In the realm of autonomous driving, accurately detecting surrounding obstacles is crucial for effective decision-making. Traditional methods primarily rely on 3D bounding boxes to represent these obstacles, which often fail to capture the complexity of irregularly shaped, real-world objects. To overcome these limitations, we present GUIDE, a novel framework that utilizes 3D Gaussians for instance detection and occupancy prediction. Unlike conventional occupancy prediction methods, GUIDE also offers robust tracking capabilities. Our framework employs a sparse representation strategy, using Gaussian-to-Voxel Splatting to provide fine-grained, instance-level occupancy data without the computational demands associated with dense voxel grids. Experimental validation on the nuScenes dataset demonstrates GUIDE's performance, with an instance occupancy mAP of 21.61, marking a 50\% improvement over existing methods, alongside competitive tracking capabilities.

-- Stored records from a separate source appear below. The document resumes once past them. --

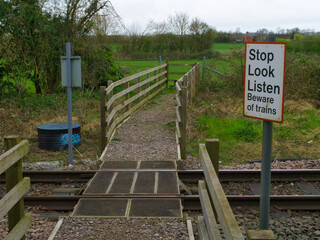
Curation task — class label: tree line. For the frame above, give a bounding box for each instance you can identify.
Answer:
[0,0,120,95]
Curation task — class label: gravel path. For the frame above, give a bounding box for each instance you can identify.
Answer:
[103,94,177,161]
[54,217,189,240]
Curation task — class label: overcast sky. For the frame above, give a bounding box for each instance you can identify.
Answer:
[111,0,320,32]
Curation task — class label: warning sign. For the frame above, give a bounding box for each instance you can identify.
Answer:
[243,43,286,123]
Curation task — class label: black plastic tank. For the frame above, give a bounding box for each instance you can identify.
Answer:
[38,123,81,151]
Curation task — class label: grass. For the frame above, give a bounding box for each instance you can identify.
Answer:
[0,90,100,165]
[212,43,245,56]
[187,93,320,165]
[0,49,320,165]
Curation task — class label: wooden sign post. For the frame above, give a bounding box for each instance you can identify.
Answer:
[243,43,286,229]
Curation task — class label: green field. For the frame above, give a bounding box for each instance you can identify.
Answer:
[115,59,201,83]
[212,43,245,56]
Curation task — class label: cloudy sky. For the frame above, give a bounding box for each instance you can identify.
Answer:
[111,0,320,32]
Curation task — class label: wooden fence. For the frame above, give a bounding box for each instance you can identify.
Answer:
[198,139,276,240]
[100,63,168,151]
[0,136,31,240]
[168,63,197,82]
[175,63,200,160]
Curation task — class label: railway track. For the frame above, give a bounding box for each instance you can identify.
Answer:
[0,169,320,211]
[0,169,320,183]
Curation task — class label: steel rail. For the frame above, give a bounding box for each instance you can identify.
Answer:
[0,169,320,183]
[24,195,320,211]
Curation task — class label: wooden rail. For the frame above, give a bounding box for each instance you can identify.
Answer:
[100,63,168,151]
[0,136,31,240]
[198,139,275,240]
[168,63,197,82]
[175,63,200,160]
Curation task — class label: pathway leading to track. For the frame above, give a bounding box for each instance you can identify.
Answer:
[72,94,182,218]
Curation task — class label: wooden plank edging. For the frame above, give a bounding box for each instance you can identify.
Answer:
[199,144,244,240]
[4,213,32,240]
[0,177,30,219]
[198,180,221,240]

GUIDE establishes a new benchmark in autonomous perception systems, effectively combining precision with computational efficiency to better address the complexities of real-world driving environments.

Paper Structure

This paper contains 33 sections, 6 equations, 5 figures, 8 tables.

Figures (5)

  • Figure 1: Framework of our GUIDE. Instance queries and their anchors are subsequently initialized and iteratively updated through interactions with image features using the instance decoder. The updated top-k instances are combined with those in the historical instance bank to form a new candidate instance set. Each instance is then associated with multiple 3D Gaussians, which serve as their representations. These Gaussians are refined iteratively through a 5-layer Gaussian Decoder. Subsequently, instance occupancy predictions are generated via Gaussian-to-Voxel Splatting. And aggregating Gaussian features allows reconstruction of instance-level representations to predict each instance's bounding box and category. Additionally, the top-k instances update the instance bank, adding temporal information to aid inference for later frames. Meanwhile, we assign unique IDs to instances whose confidence scores exceed a predefined threshold in the instance bank for instance tracking across frames.
  • Figure 2: Visualization results for 3D instance occupancy prediction on nuScenes. The different colors are used to represent the occupancy predictions for various instances. The background points are included to aid scene comprehension and are not utilized during the model inference process.
  • Figure 3: Visualization for occupancy with different voxel sizes when processing the Gaussian-to-Voxel Splatting.
  • Figure 4: Visualization for 3D instance occupancy prediction with different number of Gaussians for each instance.
  • Figure 5: More Visualization results for 3D instance occupancy prediction on nuScenes. The different colors are used to represent the occupancy predictions for various instances. The background points are included to aid scene comprehension and are not utilized during the model inference process.